Cod fish with an emulsion of fingerling potatoes
- 1kg of fingerling potatoes
- 20 cl of milk
- 10 cl of liquid whipping cream
- 30g butter
- 1 tsp ground nutmeg
- 1 tsp cumin
- Salt and pepper
- For the cod:
- 4 portions of cod fillet
- 30g flour
- 20g parmesan
Level of difficulty Easy
Preparation time 20mins
Cooking time 30mins
Cost Average budget
Put the potatoes in a pot of water with nutmeg, cumin and salt, put on the heat. Once boiling, cook for 20 minutes.
Heat the milk and cream in a saucepan until simmering.

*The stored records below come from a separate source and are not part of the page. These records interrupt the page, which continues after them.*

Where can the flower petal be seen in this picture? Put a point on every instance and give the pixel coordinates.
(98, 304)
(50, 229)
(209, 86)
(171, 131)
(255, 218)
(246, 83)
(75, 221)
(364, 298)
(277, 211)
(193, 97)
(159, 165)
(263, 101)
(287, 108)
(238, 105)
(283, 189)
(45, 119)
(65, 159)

Meanwhile go to Step 3.
Once the potatoes are cooked, peel them and put them in a blender with the butter and cream / hot milk mixture. Season with salt and nutmeg.
This preparation must be of elastic consistency. Put in a 1l cream whipper, turn upside down with the gas and shake once. Leave aside in a bain barie to keep warm.
Mix the flour and parmesan. Pepper. Coat the cod in this preparation. Cook 4 minutes on both sides.
Place the fish on the plate (can be served on a homemade coulis of peppers), shake the whipper and squirt the emulsion in a small glass (verrine).
Serve immediately as the emulsion drops quickly.